Ира блеет. Выставляет ладошки вперёд видно, боясь моего гнева.

Икает от страха. Трясётся.

Встаю на ноги, начиная наворачивать круги по палате. Понимаю, что расслышала всё правильно.

А ещё холодею от осознания того, что свекровь не отступит, раз уж узнала правду.

И мой малыш ей, почему-то, мешает.

Постарается закончить начатое. Добьёт.

И как спастись – не понимаю.

− Мы же при вас с Дарьей Константиновной днём встретились, - Ира постепенно успокаивается.

Подтягивает колени к груди, обхватывая их руками. Начинает раскачиваться как китайский болванчик.

И начинает рассказывать, проглатывая окончания слов.

Нервничает. Не может успокоиться.

− Я её уже года два не видела, с тех пор, как мама умерла. И всё это время, правда, Господа благодарила, что послал нашей семье эту женщину.

− Что, она и вправду умеет делать добрые дела? – Спрашиваю, а в сердце саднит.

Сжимается от спазмов. Ноет.

А ещё я представляю лицо Хмельницкого, если он узнает, что его матушка пыталась убить родного внука.

Нет, он не поверит мне ни на йоту.

Решит, что я оговариваю святую женщину. Ту, на которую и смотреть-то косо нельзя.
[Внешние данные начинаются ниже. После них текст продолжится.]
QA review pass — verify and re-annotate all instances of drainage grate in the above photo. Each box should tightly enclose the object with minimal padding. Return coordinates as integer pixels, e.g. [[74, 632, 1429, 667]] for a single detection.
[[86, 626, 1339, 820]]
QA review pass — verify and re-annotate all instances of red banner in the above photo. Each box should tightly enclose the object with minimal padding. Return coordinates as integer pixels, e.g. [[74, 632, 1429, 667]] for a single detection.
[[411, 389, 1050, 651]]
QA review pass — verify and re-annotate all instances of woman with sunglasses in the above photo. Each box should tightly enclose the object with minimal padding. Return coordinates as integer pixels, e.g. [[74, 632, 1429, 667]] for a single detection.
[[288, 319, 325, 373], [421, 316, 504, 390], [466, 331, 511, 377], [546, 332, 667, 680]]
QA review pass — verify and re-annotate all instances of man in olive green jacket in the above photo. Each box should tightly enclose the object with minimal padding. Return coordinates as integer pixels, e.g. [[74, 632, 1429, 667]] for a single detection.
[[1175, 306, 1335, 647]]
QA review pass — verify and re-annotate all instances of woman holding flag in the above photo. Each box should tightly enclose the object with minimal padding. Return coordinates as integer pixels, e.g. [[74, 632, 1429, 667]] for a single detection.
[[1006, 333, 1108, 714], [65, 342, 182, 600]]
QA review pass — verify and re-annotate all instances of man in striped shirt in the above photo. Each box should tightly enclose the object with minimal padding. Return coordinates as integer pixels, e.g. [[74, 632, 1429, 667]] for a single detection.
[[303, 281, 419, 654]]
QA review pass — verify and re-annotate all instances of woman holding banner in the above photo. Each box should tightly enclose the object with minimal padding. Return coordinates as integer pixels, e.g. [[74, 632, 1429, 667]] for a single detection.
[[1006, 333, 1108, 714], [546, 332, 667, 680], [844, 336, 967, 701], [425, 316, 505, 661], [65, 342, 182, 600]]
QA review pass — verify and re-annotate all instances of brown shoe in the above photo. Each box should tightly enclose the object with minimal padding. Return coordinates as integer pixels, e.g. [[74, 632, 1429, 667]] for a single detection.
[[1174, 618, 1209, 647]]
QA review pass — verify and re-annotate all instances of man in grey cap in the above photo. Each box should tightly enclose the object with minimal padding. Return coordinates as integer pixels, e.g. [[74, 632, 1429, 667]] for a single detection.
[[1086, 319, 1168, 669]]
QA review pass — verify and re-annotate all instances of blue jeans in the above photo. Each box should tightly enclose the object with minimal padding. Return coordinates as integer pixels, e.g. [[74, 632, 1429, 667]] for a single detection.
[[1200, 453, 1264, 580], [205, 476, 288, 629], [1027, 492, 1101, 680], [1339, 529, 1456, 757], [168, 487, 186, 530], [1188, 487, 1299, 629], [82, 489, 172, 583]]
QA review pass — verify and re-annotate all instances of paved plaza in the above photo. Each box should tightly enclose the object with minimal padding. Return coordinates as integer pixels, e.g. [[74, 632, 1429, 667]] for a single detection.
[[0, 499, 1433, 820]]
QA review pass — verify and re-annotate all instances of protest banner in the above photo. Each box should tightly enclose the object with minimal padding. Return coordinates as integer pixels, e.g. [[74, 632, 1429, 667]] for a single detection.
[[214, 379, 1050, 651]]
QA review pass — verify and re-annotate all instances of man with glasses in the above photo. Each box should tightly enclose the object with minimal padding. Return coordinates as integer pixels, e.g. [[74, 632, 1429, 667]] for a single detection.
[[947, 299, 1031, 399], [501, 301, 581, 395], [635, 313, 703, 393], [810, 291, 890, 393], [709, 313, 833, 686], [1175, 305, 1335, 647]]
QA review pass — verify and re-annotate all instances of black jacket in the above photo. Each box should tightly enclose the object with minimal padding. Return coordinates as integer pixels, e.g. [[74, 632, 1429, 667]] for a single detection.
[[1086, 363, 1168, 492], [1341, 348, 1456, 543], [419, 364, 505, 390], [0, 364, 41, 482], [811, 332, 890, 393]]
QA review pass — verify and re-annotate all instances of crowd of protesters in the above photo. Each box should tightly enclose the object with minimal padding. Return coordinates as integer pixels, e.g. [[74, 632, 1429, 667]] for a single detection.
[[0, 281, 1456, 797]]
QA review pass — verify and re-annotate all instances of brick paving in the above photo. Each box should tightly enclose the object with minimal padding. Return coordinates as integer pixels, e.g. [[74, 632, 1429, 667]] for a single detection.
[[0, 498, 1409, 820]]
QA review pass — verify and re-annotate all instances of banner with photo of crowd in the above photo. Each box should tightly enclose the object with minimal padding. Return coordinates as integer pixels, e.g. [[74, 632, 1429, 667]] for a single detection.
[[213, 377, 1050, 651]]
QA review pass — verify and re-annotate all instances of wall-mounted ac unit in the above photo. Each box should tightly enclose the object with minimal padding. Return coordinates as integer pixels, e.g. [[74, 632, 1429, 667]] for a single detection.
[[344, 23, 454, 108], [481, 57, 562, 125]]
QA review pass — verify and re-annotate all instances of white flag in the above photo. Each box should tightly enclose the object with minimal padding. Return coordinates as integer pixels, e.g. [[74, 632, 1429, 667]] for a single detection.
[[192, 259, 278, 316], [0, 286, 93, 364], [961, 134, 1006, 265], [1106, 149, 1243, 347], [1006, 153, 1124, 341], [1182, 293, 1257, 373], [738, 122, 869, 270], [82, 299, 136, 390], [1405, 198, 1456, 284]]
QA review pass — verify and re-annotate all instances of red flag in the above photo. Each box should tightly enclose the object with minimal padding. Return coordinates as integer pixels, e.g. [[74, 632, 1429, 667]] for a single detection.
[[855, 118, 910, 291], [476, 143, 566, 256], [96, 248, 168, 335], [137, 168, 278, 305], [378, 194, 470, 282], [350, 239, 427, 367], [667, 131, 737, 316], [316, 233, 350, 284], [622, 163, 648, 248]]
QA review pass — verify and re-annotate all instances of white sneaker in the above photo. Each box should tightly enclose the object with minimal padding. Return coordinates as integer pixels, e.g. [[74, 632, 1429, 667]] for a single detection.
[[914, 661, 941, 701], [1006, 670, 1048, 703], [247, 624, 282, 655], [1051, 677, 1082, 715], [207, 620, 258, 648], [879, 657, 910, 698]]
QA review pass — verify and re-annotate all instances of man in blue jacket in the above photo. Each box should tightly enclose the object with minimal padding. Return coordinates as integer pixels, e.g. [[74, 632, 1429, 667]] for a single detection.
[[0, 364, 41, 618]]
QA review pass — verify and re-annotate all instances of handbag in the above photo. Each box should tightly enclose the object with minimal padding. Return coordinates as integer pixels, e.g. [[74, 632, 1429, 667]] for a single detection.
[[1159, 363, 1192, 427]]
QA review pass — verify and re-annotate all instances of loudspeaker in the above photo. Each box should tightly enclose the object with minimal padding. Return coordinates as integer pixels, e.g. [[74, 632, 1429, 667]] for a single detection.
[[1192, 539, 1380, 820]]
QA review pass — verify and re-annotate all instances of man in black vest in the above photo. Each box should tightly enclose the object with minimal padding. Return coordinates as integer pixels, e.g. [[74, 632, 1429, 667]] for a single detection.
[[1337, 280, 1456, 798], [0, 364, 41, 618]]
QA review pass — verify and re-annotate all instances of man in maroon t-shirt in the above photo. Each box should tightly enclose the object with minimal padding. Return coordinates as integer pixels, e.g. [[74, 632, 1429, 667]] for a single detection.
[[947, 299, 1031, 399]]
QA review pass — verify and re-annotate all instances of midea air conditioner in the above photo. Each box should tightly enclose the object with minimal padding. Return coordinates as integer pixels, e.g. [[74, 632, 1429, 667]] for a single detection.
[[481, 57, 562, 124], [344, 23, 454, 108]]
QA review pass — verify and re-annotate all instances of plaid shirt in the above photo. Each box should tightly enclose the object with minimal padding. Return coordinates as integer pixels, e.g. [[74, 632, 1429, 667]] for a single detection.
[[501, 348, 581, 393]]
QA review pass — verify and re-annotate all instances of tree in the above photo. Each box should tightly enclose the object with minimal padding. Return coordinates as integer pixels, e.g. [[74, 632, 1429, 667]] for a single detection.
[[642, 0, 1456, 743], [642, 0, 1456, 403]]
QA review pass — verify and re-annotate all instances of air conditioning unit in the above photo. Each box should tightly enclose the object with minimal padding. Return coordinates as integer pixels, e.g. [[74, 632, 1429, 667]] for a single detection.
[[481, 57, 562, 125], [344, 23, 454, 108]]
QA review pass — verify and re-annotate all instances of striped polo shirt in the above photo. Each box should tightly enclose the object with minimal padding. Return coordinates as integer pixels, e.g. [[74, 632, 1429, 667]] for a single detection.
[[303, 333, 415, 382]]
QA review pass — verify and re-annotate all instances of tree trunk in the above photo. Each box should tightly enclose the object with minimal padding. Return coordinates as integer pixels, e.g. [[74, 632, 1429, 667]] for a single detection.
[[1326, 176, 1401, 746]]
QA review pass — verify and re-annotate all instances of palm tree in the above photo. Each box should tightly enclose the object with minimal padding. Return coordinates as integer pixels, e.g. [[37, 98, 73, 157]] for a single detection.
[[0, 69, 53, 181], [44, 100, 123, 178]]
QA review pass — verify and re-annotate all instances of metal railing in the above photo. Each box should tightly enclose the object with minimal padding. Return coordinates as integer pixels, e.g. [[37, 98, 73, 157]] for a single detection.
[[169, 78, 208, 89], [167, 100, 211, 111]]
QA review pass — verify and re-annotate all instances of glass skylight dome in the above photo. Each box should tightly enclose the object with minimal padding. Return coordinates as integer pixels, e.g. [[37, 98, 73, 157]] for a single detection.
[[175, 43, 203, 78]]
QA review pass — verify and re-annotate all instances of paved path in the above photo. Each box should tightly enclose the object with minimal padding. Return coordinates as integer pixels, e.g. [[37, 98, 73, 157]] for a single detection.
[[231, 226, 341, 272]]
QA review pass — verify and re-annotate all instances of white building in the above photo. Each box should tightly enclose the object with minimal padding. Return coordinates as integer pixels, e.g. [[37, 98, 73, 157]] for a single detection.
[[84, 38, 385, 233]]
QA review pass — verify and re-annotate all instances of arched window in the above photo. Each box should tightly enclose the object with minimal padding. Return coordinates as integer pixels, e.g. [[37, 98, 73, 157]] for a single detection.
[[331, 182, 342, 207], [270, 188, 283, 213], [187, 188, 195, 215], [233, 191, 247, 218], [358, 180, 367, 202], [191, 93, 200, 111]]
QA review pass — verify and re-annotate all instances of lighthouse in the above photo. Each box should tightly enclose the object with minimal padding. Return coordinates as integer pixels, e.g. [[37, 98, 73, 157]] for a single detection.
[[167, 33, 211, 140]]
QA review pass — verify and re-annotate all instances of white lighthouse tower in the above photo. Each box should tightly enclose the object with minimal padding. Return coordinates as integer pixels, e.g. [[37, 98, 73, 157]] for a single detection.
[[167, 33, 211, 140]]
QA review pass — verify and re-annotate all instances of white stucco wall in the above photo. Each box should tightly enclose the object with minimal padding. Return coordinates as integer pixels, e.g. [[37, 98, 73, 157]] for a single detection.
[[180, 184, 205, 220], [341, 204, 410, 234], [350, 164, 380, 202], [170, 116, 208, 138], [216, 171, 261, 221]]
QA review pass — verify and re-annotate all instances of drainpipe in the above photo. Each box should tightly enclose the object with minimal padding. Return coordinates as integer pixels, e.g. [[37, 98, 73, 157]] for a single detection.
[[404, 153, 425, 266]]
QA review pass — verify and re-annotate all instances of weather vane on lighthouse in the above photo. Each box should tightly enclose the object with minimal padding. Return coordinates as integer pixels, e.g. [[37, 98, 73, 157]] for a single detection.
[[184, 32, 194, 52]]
− Да, она очень помогла нам с деньгами. Благодаря ей мамочке сделали операцию. Я смогла закончить учёбу…

− Это я уже слышала. Дальше. – Командую, сцепливая зубы.

Трагедия семьи Ирины меня не слишком интересует.

Закусываю щёку изнутри, чтобы не раскиснуть. Просто боюсь показать свою слабость.

− А сегодня, вы, когда в обморок упали, Дарья Константиновна меня напрямую спросила, сможете ли вы когда-нибудь иметь детей. А я ответила, что вы и так беременны…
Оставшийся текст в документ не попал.